Other diagnoses that may be considered are of systemic causes. Nutritional deficiencies can present with DOP-like symptoms, and include pellagra, Vitamin B12 deficiency and folate deficiency.[7,16–18] DOP-like symptoms can present in the setting of cerebrovascular disease and central nervous system disorders such as dementia, multiple sclerosis, head injury and multiple system atrophy.[7,16,19–22] Central nervous system infections such as neurosyphilis, meningitis and encephalitis have also been associated with DOP-like symptoms. Appropriate laboratory tests may be considered in evaluating delusional patients for possible underlying medical causes.
Ideally, because of the psychiatric nature of the disorder, patients with DOP should be treated by two professionals - a dermatologist as well as a psychiatrist. Generally, however, these patients refuse to see a mental health professional because they do not recognize that the underlying cause of their symptoms is of a psychiatric nature. Therefore, dermatologists need to know how to effectively treat DOP patients without the assistance of a mental health professional or else a large proportion of these patients will never be effectively treated.
The first and most critical step toward assisting these patients effectively is taking the time to develop a strong physician–patient therapeutic alliance. Without a strong alliance, DOP patients are unlikely to be compliant in taking antipsychotic medications. This may include performing laboratory tests, cultures or examining patient specimen samples.

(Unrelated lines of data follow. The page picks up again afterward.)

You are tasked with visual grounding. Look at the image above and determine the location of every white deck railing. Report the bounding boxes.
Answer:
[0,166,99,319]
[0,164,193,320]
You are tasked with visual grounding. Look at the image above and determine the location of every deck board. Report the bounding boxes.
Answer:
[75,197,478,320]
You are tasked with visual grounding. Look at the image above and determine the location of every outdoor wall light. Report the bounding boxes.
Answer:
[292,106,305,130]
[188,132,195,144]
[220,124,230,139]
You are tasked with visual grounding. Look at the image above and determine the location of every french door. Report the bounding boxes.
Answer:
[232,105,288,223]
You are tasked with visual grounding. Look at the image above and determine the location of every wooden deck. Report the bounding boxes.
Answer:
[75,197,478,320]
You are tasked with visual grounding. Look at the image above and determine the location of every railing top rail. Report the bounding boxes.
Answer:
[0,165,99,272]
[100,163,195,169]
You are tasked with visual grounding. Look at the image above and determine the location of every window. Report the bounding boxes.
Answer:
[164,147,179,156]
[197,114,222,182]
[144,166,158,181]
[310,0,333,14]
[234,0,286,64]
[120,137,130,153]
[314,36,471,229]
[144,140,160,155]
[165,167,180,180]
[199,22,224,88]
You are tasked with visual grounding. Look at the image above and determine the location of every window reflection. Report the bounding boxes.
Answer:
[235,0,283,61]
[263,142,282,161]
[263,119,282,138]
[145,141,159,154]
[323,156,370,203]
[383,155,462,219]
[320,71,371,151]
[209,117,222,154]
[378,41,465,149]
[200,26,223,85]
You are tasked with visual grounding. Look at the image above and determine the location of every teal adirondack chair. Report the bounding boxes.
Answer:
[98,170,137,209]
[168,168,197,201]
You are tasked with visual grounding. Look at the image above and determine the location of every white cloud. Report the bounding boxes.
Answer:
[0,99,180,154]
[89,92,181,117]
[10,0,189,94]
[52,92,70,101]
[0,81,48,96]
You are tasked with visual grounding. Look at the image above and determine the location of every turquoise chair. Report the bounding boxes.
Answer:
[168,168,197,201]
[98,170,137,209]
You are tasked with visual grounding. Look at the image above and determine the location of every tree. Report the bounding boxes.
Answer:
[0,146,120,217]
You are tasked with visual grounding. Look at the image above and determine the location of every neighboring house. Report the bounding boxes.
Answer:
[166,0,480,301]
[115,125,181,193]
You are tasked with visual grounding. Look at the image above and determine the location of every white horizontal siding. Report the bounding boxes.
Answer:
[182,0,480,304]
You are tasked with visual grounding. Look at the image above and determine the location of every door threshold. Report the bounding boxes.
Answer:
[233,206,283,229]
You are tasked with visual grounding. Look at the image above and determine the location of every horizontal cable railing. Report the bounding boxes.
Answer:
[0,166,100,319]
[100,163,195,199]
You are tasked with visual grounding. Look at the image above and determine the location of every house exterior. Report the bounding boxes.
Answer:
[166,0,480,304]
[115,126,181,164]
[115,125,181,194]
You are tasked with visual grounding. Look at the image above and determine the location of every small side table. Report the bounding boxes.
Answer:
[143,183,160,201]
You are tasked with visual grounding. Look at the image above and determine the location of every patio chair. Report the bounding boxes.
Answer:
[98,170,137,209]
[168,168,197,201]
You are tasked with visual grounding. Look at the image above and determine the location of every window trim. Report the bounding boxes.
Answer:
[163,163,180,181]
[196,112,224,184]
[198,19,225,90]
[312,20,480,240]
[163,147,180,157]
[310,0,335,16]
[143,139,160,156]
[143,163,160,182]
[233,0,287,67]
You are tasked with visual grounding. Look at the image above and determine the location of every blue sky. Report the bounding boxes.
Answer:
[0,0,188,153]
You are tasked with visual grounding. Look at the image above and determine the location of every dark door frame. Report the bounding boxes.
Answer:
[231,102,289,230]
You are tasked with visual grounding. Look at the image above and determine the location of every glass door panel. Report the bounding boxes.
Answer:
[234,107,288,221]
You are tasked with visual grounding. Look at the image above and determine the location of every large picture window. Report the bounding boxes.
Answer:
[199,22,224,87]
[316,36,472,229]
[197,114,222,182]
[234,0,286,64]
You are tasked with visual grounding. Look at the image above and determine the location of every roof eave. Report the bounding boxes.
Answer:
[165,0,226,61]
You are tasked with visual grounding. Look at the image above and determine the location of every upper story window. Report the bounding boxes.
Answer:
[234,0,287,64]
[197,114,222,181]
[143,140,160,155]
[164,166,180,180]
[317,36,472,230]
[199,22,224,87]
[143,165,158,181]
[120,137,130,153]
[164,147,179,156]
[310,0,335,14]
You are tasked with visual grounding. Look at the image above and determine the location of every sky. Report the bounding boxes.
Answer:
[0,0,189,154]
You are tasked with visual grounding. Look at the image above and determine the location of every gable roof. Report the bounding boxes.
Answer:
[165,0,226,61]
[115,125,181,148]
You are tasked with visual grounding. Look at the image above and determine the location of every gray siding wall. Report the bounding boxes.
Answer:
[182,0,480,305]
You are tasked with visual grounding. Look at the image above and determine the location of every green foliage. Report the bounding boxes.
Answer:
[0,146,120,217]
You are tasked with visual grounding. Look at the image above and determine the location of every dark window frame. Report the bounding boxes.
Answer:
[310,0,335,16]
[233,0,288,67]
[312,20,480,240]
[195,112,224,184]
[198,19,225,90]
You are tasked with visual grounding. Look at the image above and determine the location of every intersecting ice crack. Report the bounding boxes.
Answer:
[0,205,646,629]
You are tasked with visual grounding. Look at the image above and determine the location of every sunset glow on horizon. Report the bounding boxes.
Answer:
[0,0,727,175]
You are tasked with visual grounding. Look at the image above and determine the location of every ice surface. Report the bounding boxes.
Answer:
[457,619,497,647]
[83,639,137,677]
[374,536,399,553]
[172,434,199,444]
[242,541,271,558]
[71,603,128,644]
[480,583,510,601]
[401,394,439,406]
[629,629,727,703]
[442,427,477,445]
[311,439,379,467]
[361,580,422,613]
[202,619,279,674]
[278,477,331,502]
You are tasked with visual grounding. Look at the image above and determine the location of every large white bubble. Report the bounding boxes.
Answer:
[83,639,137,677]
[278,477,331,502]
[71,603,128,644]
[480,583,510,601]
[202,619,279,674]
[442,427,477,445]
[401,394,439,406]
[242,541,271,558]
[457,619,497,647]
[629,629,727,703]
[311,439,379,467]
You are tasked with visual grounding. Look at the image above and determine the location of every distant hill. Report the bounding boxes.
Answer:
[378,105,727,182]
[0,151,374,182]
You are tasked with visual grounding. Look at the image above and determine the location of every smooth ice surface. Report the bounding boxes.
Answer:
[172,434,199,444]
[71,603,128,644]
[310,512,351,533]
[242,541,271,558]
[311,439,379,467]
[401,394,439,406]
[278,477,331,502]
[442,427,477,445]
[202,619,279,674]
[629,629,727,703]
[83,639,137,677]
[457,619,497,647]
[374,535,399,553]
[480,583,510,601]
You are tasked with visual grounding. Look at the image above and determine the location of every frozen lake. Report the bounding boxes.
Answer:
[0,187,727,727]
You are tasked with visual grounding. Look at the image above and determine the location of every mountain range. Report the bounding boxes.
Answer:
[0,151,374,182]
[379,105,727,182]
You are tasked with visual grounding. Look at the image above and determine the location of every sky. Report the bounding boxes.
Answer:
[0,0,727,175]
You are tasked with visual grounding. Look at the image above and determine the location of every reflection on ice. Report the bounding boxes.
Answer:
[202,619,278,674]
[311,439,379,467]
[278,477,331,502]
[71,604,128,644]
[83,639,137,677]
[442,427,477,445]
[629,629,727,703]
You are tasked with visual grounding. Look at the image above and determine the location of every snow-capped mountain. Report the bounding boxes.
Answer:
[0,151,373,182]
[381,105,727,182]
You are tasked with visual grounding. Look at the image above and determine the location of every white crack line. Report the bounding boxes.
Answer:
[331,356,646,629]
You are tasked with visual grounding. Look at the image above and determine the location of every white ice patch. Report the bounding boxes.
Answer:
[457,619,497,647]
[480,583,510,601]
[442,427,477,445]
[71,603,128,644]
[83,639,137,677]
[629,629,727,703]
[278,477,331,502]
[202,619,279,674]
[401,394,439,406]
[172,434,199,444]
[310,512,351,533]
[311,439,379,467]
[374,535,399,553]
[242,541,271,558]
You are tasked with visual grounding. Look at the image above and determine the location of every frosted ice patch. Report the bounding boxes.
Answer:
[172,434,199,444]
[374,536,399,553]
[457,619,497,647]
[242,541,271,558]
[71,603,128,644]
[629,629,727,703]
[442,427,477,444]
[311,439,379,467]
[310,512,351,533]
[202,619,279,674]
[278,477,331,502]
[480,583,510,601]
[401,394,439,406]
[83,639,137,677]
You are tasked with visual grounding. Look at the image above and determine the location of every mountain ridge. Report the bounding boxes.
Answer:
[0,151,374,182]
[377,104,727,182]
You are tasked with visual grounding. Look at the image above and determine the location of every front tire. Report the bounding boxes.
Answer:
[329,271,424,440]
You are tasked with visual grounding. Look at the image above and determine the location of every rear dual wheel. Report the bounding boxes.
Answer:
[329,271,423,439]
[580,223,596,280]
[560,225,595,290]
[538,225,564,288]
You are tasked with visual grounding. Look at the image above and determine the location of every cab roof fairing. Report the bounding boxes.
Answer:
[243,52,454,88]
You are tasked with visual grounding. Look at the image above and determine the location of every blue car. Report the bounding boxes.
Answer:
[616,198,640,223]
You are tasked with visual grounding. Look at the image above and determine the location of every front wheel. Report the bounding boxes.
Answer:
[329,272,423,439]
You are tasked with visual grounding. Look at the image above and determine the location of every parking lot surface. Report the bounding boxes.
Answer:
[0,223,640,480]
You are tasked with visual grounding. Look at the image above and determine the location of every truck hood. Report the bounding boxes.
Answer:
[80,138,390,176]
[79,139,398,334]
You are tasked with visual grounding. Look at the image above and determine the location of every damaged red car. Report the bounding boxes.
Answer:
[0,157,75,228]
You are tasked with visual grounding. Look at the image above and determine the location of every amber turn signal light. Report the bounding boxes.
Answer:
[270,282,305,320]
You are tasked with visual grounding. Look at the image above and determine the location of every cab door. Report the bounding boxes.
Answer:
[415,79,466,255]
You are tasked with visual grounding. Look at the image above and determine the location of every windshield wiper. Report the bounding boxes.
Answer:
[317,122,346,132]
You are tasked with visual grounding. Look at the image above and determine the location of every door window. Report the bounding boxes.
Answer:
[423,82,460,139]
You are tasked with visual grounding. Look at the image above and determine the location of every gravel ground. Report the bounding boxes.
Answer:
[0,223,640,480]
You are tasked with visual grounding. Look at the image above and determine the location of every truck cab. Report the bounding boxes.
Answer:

Historically, the pharmacologic treatment of choice for DOP is an antipsychotic medication called pimozide (Orap®).[25,26] Non-pharmacologic interventions have limited use for DOP patients because the underlying disorder is psychosis. By definition, psychotic patients cannot be talked out of a delusion, or else they would not have a delusional disorder in the first place. Pimozide can be prescribed with a starting dose of as low as half a tablet or 0.5 mg daily. As there is a possibility of extrapyramidal side-effects, including restlessness and stiffness, the starting dose of pimozide should be low. These side-effects can generally be controlled with diphenhydramine (Benadryl®) 25-50 mg every 4-6 h as needed or benztropine (Cogentin®) 1-2 mg four times daily as needed. The dosage can be gradually increased until the optimal response is obtained. It can be increased by as little as half a tablet or 0.5 mg increments as slowly as on a biweekly basis. Clinical improvement is typically evident when the patient reaches the dose of 3-5 mg of pimozide daily. Before starting pimozide, the clinician should consider checking an electrocardiogram (ECG) to ensure the patient does not have an arrhythmia or increased QT interval. Even for those patients without a history of cardiac conduction abnormalities, it may still be advisable to obtain pre-treatment ECG.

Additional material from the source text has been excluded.